• Do You Know When To Call A Roofer?

  • Roofer working on house

    Knowing when to call a roofer is sometimes a matter of, “We have a leak. Call the roofer!” Calling a roofing contractor in an emergency situation, while warranted, shouldn’t be the only time to pick up the phone. If you take the time to monitor the condition of your roof (take a peek at it when you’re driving up to the house on a regular basis) a quick visual inspection will alert you to any potential problems.

    If you’re not willing to climb a ladder to inspect the roof, you may want to get on a schedule of an annual roof inspection with a local Florida roofing professional. You may find after your first inspection that the roofer will determine you only need an inspection every other year but that will depend on the condition of the roof following the first inspection.

    Here are some tips from your Florida roofing contractor on when you may want to pick up the phone and call for a roofing inspection:

    • If you notice loose or missing shingles you will want to call a roofing contractor. Check the roof, and your yard, for shingles following a rain or windstorm.
    • Are you seeing water stains on the roof deck? This is an inspection process that requires access to the attic in your home to see if you notice any water stains or signs of water damage. If you do, this is a signal that the roof is leaking and water is penetrating the shingles.
    • Do you notice tiny piles of sand-like grains in your gutters or near the downspouts? This could be a sign that the shingles are failing and that they need to be replaced.
    • Are any of the shingles raised up, as compared to the others?

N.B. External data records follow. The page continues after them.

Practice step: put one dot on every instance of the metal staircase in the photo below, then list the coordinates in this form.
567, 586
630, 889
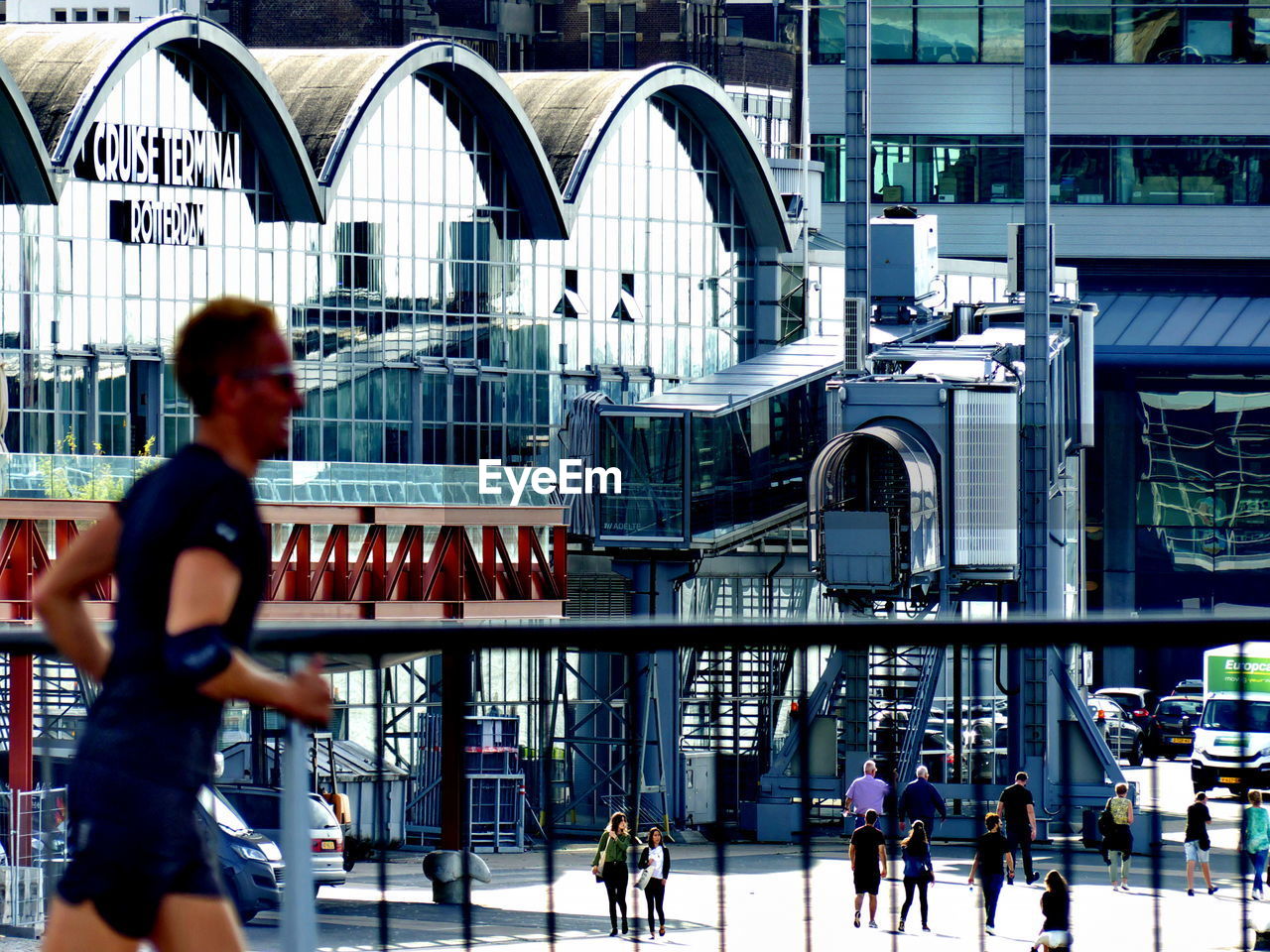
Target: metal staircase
62, 697
729, 698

This could be an indication that there is inadequate attic ventilation as this can cause the shingles to blister and give the roof the appearance of having suffered hail damage.
    • A roofer will check for areas on your roof in which failures are likely to occur, around skylights, vents or chimneys. If flashing or caulk is not applied properly or has reached the end of its useful life, this could lead to roof deck damage and leaking.
    • The age of the roof, especially combined with any of the above-mentioned items, may mean it’s time to replace the roof. Many roofs are designed to last for two decades, however, some will last longer and others will fail more quickly. If your roof is nearing the two-decade mark or if your home has been subjected to particularly brutal weather conditions in the preceding years, it may be time to replace the roof.

    As with any home repair or improvement project you undertake, make certain the roofing contractor you’re working with is reputable, experienced, licensed and insured.